Breaking down silos: How pharma is speeding up drug R&D with data
Posted: May 29, 2025
The pharmaceutical industry is one of the fastest-growing sectors in the global economy, generating over $1.2 trillion in sales in 2020. Since 2017, it has grown at an average annual rate of 5.8%.[1] The industry always strives to bring new and better medicines to the market quickly. Yet according to the National Library of Medicine, 90% of clinical drug development efforts fail.[2] Developing a new drug usually takes 13-15 years, with an average cost of $2.5 billion—an enormous investment of time and resources.[3] Fortunately, developments in technology are taking some of the trial and error out of the process.

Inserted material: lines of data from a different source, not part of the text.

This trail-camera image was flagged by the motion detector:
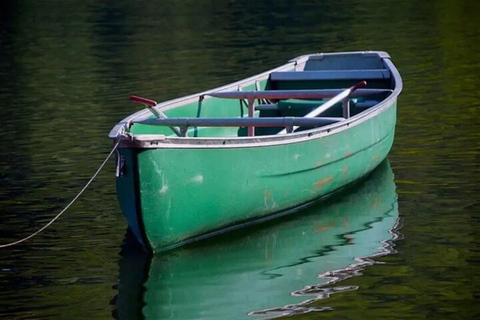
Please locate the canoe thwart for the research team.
[130,96,182,137]
[270,69,390,81]
[206,89,393,100]
[137,117,345,127]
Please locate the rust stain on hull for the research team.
[314,176,333,189]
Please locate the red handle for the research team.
[130,96,157,107]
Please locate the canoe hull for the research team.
[117,99,396,251]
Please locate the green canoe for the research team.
[110,52,402,251]
[115,161,399,320]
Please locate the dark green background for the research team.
[0,0,480,319]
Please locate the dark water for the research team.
[0,0,480,319]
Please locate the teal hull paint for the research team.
[117,161,398,319]
[110,52,402,251]
[133,103,396,251]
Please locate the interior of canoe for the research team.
[130,54,395,137]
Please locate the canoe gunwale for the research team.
[109,51,403,149]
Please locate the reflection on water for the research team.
[116,161,398,319]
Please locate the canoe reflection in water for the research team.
[114,161,399,319]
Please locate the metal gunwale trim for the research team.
[119,101,395,149]
[109,51,403,149]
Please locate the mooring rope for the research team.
[0,141,120,248]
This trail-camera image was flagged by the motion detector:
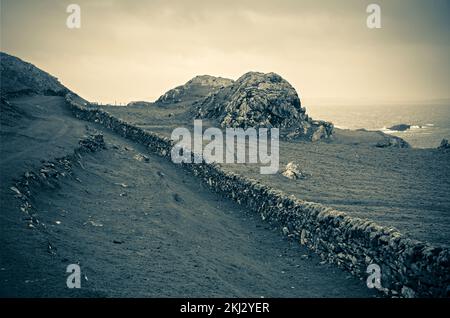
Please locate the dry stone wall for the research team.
[66,94,450,297]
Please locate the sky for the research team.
[0,0,450,105]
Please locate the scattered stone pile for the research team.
[281,162,306,180]
[67,95,450,297]
[10,134,105,228]
[196,72,333,141]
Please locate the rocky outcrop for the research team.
[156,75,233,104]
[196,72,333,141]
[388,124,411,131]
[0,52,69,96]
[375,132,411,148]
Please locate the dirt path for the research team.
[0,95,375,297]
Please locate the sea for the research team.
[306,102,450,148]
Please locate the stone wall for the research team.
[66,94,450,297]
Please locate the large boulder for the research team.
[196,72,333,141]
[156,75,233,104]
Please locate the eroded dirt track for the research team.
[0,97,374,297]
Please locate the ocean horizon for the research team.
[306,103,450,148]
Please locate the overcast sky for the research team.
[1,0,450,105]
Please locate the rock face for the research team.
[127,101,152,107]
[196,72,333,141]
[0,52,69,96]
[156,75,233,104]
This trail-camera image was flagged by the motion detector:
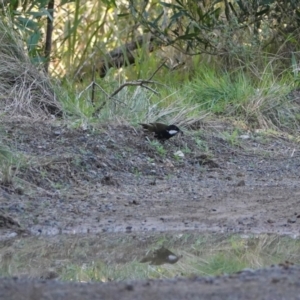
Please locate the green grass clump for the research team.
[0,233,300,282]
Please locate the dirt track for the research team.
[0,122,300,299]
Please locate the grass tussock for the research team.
[0,234,300,282]
[183,65,300,132]
[0,19,61,118]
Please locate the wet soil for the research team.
[0,120,300,299]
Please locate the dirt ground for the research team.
[0,120,300,299]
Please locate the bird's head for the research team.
[167,125,183,136]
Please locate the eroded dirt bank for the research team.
[0,122,300,299]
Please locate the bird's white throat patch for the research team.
[168,129,178,135]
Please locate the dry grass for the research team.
[0,19,61,118]
[0,234,300,281]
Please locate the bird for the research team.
[140,246,182,266]
[139,123,183,141]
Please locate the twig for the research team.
[92,65,96,106]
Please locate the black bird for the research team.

From AI models that accelerate molecular screening to process simulations that reduce costly lab testing, digital tools are beginning to reshape how pharmaceutical companies conduct drug R&D. But none of these innovations can succeed without one foundational element: access to contextualized, reliable data.
Companies closing the innovation gap with a strong data foundation

Pharmaceutical companies produce a tremendous amount of data. From the molecular makeup of drug candidates to lab equipment and processes to clinical trial data, the amount and complexity of data is staggering. Operational, clinical, and equipment data often live in disconnected systems, creating silos that inhibit real-time insights and make it harder to scale innovation.
Companies like Parexel, Sanofi, and Biogen are breaking down these silos to transform key stages of drug development—from clinical trial monitoring to predictive maintenance and real-time product testing—ultimately accelerating the delivery of life-saving treatments.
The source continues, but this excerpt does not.